Additionally, using both a HAL and REF device (not a problem, since the app isn't realtime anyways), that second shader isn't visible.
Everything is written in C++ for Direct3D 9.
Try clearing the depth-stencil buffer after each time you render the quad.
First Create a texture, then render the first shader directly into that texture. Finally render the second shader with the texture as input to the Backbuffer.
There must be some kind of vertex input and vertex processing (either fixed-function or shader) in order for the pixel shader to be run. Are you supplying the vertex shader, and if so are you sure it does what the pixel shader expects? What does your draw call look like?
It's probably worth looking at a PIX trace of your app to see what the device state is when trying to use the user effect.

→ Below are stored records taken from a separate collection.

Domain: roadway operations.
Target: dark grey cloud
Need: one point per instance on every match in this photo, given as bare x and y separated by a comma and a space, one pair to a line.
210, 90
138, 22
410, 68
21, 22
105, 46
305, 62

Self-Referencing Renderbuffers in OpenGL

I have some OpenGL code that behaves inconsistently across different
hardware. I've got some code that:
Creates a render buffer and binds a texture to its color buffer (Texture A)
Sets this render buffer as active, and adjusts the viewport, etc
Activates a pixel shader (gaussian blur, in this instance).
Draws a quad to full screen, with texture A on it.
Unbinds the renderbuffer, etc.
On my development machine this works fine, and has the intended
effect of blurring the texture "in place", however on other hardware
this does not seem to work.
I've gotten it down to two possibilities.
A) Making a renderbuffer render to itself is not supposed to work, and
only works on my development machine due to some sort of fluke.
B) This approach should work, but something else is going wrong.
Any ideas? Honestly I have had a hard time finding specifics about this issue.
A) is the correct answer. Rendering into the same buffer while reading from it is undefined. It might work, it might not - which is exactly what is happening.
In OpenGL's case, framebuffer_object extension has section "4.4.3 Rendering When an Image of a Bound Texture Object is Also Attached to the Framebuffer" which tells what happens (basically, undefined). In Direct3D9, the debug runtime complains loudly if you use that setup (but it might work depending on hardware/driver). In D3D10 the runtime always unbinds the target that is used as destination, I think.
Why this is undefined? One of the reasons GPUs are so fast is that they can make a lot of assumptions. For example, they can assume that units that fetch pixels do not need to communicate with units that write pixels. So a surface can be read, N cycles later the read is completed, N cycles later the pixel shader ends it's execution, then it it put into some output merge buffers on the GPU, and finally at some point it is written to memory. On top of that, the GPUs rasterize in "undefined" order (one GPU might rasterize in rows, another in some cache-friendly order, another in totally another order), so you don't know which portions of the surface will be written to first.
So what you should do is create several buffers. In blur/glow case, two is usually enough - render into first, then read & blur that while writing into second. Repeat this process if needed in ping-pong way.
In some special cases, even the backbuffer might be enough. You simply don't do a glClear, and what you have drawn previously is still there. The caveat is, of course, that you can't really read from the backbuffer. But for effects like fading in and out, this works.